Jawaban sang dokter membuat seringai Ethan naik lebih tinggi. “Kau yakin?”

‘Ya, ada beberapa hal yang membuat saya yakin tentang kehamilan yang cukup pada istri Anda. Salah satunya stretch mark di bagian bawah perut, jalan lahir dan ukuran rahim yang membesar.’

Kening Ethan berkerut dengan tanda stretch mark yang dimaksud. Mengingat setiap detail tubuh Cara yang sudah dihafalnya dengan baik dan tahu tanda itu. Cara tak memiliki bekas itu sepuluh tahun yang lalu.

Jawaban sang dokter sangat memuaskannya. Sekarang ia tahu harus memulainya dari mana.

*** 

“Kau tidak memberitahunya?”

“Apakah menurutmu dia akan memberiku jawabannya jika aku bertanya?”
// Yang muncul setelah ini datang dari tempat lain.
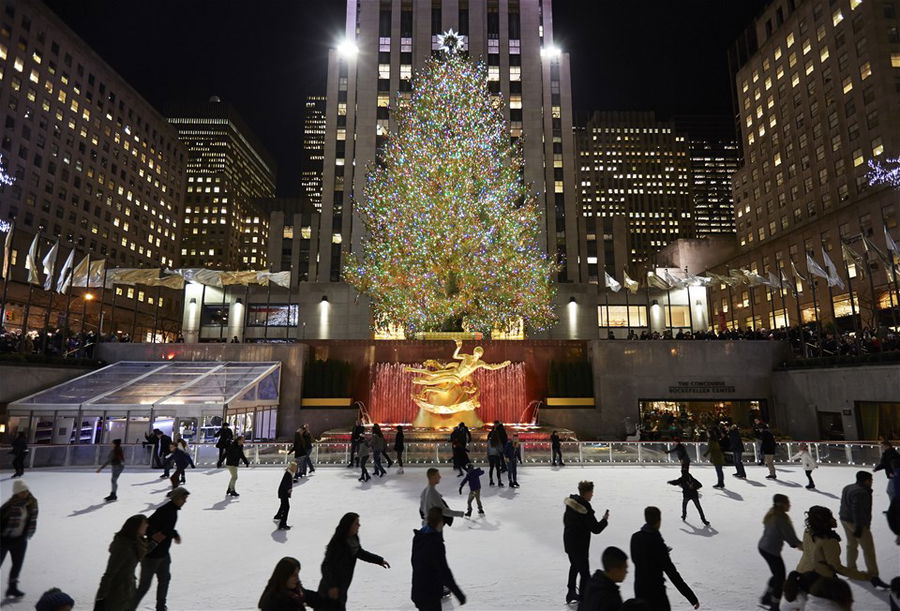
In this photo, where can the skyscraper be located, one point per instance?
(227, 167)
(386, 42)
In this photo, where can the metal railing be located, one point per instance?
(436, 453)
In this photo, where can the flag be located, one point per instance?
(49, 264)
(833, 278)
(611, 283)
(631, 285)
(31, 262)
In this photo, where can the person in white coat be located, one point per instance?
(807, 462)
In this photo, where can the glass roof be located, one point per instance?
(133, 384)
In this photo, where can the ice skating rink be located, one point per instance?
(512, 558)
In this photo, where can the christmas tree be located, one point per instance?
(453, 233)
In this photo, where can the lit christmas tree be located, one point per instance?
(453, 231)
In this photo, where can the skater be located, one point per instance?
(430, 497)
(284, 495)
(284, 592)
(736, 445)
(473, 478)
(777, 530)
(651, 562)
(225, 436)
(856, 516)
(807, 462)
(181, 459)
(431, 574)
(578, 525)
(233, 457)
(556, 449)
(116, 461)
(128, 548)
(399, 446)
(19, 452)
(362, 448)
(689, 493)
(18, 521)
(161, 528)
(716, 457)
(341, 555)
(602, 592)
(767, 446)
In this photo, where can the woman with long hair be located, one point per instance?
(341, 555)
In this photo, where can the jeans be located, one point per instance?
(160, 568)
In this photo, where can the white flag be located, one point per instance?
(611, 283)
(49, 264)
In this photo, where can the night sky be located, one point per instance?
(266, 56)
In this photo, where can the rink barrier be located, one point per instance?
(437, 453)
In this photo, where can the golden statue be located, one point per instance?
(448, 393)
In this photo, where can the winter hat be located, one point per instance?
(54, 599)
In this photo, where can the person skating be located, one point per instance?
(473, 478)
(556, 449)
(856, 516)
(777, 530)
(19, 452)
(431, 573)
(602, 592)
(652, 564)
(225, 436)
(157, 562)
(689, 493)
(579, 523)
(234, 454)
(128, 548)
(18, 523)
(341, 554)
(284, 496)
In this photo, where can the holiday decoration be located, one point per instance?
(453, 233)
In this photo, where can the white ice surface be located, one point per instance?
(510, 559)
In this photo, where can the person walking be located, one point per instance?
(18, 523)
(157, 562)
(234, 454)
(579, 523)
(341, 554)
(856, 516)
(777, 530)
(19, 452)
(689, 493)
(807, 463)
(225, 436)
(431, 573)
(128, 548)
(284, 495)
(116, 461)
(652, 564)
(473, 478)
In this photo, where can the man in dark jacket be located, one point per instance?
(158, 561)
(651, 561)
(602, 592)
(431, 574)
(578, 525)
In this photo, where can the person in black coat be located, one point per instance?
(158, 561)
(341, 555)
(578, 525)
(651, 561)
(284, 495)
(602, 593)
(225, 436)
(431, 574)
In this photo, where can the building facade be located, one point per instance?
(227, 167)
(387, 42)
(818, 99)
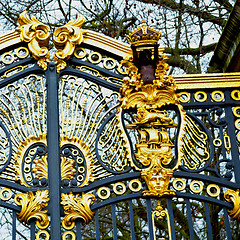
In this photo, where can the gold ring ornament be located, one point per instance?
(179, 184)
(217, 96)
(4, 196)
(47, 236)
(119, 184)
(196, 186)
(184, 97)
(200, 96)
(102, 189)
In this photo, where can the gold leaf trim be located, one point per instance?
(76, 207)
(65, 38)
(37, 35)
(32, 206)
(234, 197)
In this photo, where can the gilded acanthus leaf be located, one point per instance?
(37, 35)
(76, 207)
(65, 38)
(234, 197)
(32, 205)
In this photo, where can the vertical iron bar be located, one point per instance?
(190, 223)
(114, 222)
(78, 230)
(228, 228)
(97, 225)
(54, 175)
(232, 135)
(170, 212)
(32, 230)
(208, 220)
(14, 216)
(149, 217)
(131, 219)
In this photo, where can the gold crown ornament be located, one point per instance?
(144, 35)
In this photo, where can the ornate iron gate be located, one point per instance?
(102, 144)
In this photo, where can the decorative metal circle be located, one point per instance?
(179, 184)
(119, 192)
(29, 178)
(135, 189)
(184, 97)
(213, 190)
(217, 93)
(237, 124)
(27, 169)
(200, 96)
(42, 232)
(195, 189)
(27, 160)
(79, 160)
(22, 49)
(235, 94)
(217, 142)
(75, 152)
(235, 111)
(100, 195)
(106, 62)
(8, 196)
(80, 178)
(7, 61)
(81, 169)
(120, 69)
(91, 57)
(76, 53)
(72, 234)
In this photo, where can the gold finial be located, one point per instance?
(144, 35)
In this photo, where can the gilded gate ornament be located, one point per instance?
(76, 207)
(32, 207)
(37, 35)
(234, 197)
(65, 38)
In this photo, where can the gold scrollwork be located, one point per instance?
(102, 190)
(111, 61)
(37, 35)
(41, 233)
(184, 97)
(200, 96)
(76, 207)
(233, 196)
(69, 233)
(217, 96)
(22, 52)
(179, 184)
(78, 50)
(160, 214)
(7, 58)
(135, 185)
(65, 39)
(32, 205)
(213, 190)
(196, 186)
(235, 94)
(217, 142)
(117, 185)
(4, 196)
(95, 57)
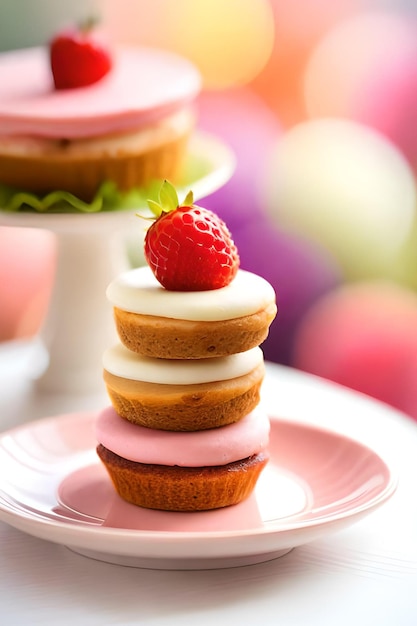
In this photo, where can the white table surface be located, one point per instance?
(365, 574)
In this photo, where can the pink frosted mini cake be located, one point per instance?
(129, 128)
(183, 471)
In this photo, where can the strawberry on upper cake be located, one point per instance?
(157, 310)
(82, 123)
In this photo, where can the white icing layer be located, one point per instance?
(122, 362)
(217, 446)
(138, 291)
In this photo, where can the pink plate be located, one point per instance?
(52, 486)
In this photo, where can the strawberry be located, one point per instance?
(78, 58)
(187, 247)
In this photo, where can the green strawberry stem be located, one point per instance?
(168, 200)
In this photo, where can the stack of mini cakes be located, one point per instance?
(184, 431)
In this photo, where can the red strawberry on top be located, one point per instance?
(189, 248)
(78, 58)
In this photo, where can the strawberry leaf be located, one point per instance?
(168, 197)
(189, 199)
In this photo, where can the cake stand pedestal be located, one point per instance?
(91, 250)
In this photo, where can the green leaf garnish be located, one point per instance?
(107, 198)
(168, 200)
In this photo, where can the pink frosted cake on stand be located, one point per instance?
(129, 128)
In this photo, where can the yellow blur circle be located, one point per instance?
(347, 187)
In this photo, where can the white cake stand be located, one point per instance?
(91, 250)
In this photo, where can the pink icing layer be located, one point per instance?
(217, 446)
(144, 85)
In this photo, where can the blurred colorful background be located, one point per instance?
(318, 99)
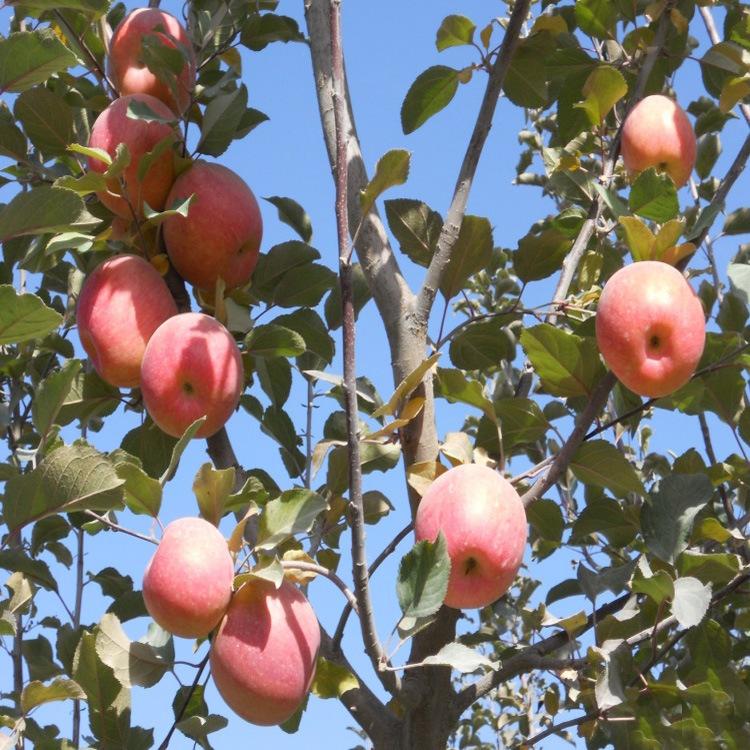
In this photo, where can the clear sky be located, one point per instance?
(387, 44)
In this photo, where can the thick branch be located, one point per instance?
(454, 218)
(373, 647)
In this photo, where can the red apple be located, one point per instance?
(657, 133)
(220, 237)
(484, 525)
(129, 72)
(264, 653)
(120, 306)
(187, 584)
(650, 328)
(191, 368)
(113, 127)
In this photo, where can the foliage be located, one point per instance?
(658, 654)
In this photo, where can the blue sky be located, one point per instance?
(387, 44)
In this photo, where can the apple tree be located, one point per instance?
(638, 636)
Mano dan Zaheer menggeleng bersamaan. 

“Lagipula, kita tak tahu apakah anak itu masih hidup.” Ujung bibir Ethan berkedut ketika membayangkan kemungkinan itu ada. 50 bandig 50. Dan Cara benar dalam dua hal. Setiap kali mengingat apa yang dilakukan pada Cara muda, ada rasa bersalah yang menyelinap di dalam dirinya. Tak pernah menghilang hingga detik ini.

Ck, sejak kapan kau punya hati, Ethan! Batinnya mendecak.

“Jika dihitung-hitung, berapa usia kehamilannya? Sekitar sembilan tahun lebih,” gumam Zaheer menghitung. Matanya menyipit mengamati wajah Ethan. “Apakah wajahnya akan mirip denganmu?”

Sekali lagi sesuatu menyelinap di dalam dada Ethan. Kehangatan? Kebanggaan? Kepuasan? Ethan tak benar-benar tahu mana yang lebih mendominasinya.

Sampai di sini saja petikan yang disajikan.